Quotation from: Heart of Darkness

Written by: Joseph Conrad


"Towards the evening of the second day we judged ourselves about eight
miles from Kurtz's station. I wanted to push on; but the manager looked
grave, and told me the navigation up there was so dangerous that it
would be advisable, the sun being very low already, to wait where we
were till next morning. Moreover, he pointed out that if the warning
to approach cautiously were to be followed, we must approach in
daylight--not at dusk or in the dark. This was sensible enough. Eight
miles meant nearly three hours' steaming for us, and I could also see
suspicious ripples at the upper end of the reach. Nevertheless, I was
annoyed beyond expression at the delay, and most unreasonably, too,
since one night more could not matter much after so many months. As we
had plenty of wood, and caution was the word, I brought up in the middle
of the stream. The reach was narrow, straight, with high sides like a
railway cutting. The dusk came gliding into it long before the sun had
set. The current ran smooth and swift, but a dumb immobility sat on the
banks. The living trees, lashed together by the creepers and every
living bush of the undergrowth, might have been changed into stone, even
to the slenderest twig, to the lightest leaf. It was not sleep--it
seemed unnatural, like a state of trance. Not the faintest sound of any
kind could be heard. You looked on amazed, and began to suspect yourself
of being deaf--then the night came suddenly, and struck you blind as
well. About three in the morning some large fish leaped, and the loud
splash made me jump as though a gun had been fired. When the sun rose
there was a white fog, very warm and clammy, and more blinding than the
night. It did not shift or drive; it was just there, standing all round
you like something solid. At eight or nine, perhaps, it lifted as a
shutter lifts. We had a glimpse of the towering multitude of trees, of
the immense matted jungle, with the blazing little ball of the sun
hanging over it--all perfectly still--and then the white shutter came
down again, smoothly, as if sliding in greased grooves. I ordered the
chain, which we had begun to heave in, to be paid out again. Before it
stopped running with a muffled rattle, a cry, a very loud cry, as of
infinite desolation, soared slowly in the opaque air. It ceased. A
complaining clamour, modulated in savage discords, filled our ears. The
sheer unexpectedness of it made my hair stir under my cap. I don't know
how it struck the others: to me it seemed as though the mist itself had
screamed, so suddenly, and apparently from all sides at once, did this
tumultuous and mournful uproar arise. It culminated in a hurried
outbreak of almost intolerably excessive shrieking, which stopped short,
leaving us stiffened in a variety of silly attitudes, and obstinately
listening to the nearly as appalling and excessive silence. 'Good God!

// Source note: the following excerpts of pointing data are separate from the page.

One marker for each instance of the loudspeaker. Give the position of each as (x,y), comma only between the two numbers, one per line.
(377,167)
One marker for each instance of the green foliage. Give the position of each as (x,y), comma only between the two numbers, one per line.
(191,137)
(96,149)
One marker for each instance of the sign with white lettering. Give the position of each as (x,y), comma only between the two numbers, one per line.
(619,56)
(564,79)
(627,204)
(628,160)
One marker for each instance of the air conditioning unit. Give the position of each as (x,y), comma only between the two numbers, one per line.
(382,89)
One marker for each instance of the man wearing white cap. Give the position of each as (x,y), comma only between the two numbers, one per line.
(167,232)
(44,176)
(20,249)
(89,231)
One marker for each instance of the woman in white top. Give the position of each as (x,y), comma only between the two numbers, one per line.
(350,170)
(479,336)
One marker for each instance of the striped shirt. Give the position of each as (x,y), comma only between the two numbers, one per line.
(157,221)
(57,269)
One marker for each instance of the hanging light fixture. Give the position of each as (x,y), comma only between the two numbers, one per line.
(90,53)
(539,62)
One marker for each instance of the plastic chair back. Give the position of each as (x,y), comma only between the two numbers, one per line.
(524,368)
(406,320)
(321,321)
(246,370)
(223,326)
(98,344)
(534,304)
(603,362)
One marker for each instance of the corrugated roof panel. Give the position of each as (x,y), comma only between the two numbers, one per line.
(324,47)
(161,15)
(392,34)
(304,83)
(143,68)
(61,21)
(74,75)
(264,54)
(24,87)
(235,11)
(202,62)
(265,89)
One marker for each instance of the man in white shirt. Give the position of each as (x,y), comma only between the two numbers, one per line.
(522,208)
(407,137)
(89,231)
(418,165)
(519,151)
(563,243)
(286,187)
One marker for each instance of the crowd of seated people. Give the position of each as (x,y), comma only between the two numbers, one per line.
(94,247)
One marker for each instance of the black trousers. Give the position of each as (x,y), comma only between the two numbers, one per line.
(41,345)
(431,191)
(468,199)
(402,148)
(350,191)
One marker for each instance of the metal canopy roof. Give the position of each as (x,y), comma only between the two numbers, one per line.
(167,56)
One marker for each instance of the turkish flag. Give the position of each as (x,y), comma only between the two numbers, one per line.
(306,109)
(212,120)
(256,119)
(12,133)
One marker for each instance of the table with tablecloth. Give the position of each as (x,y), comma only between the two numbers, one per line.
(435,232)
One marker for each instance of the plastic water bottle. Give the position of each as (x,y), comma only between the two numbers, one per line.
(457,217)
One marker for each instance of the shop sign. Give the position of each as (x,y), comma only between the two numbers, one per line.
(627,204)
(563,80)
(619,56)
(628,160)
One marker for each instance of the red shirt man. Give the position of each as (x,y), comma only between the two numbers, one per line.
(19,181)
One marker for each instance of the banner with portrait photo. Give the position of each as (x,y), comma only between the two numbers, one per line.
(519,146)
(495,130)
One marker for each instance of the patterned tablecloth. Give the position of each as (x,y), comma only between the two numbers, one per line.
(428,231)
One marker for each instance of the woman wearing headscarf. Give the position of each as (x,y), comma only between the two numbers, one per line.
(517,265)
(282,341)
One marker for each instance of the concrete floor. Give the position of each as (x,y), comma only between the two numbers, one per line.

What is the meaning--' stammered at my elbow one of the pilgrims--a
little fat man, with sandy hair and red whiskers, who wore sidespring
boots, and pink pyjamas tucked into his socks. Two others remained
open-mouthed a while minute, then dashed into the little cabin, to rush
out incontinently and stand darting scared glances, with Winchesters at
'ready' in their hands. What we could see was just the steamer we were
on, her outlines blurred as though she had been on the point of
dissolving, and a misty strip of water, perhaps two feet broad, around
her--and that was all. The rest of the world was nowhere, as far as our
eyes and ears were concerned. Just nowhere. Gone, disappeared; swept off
without leaving a whisper or a shadow behind.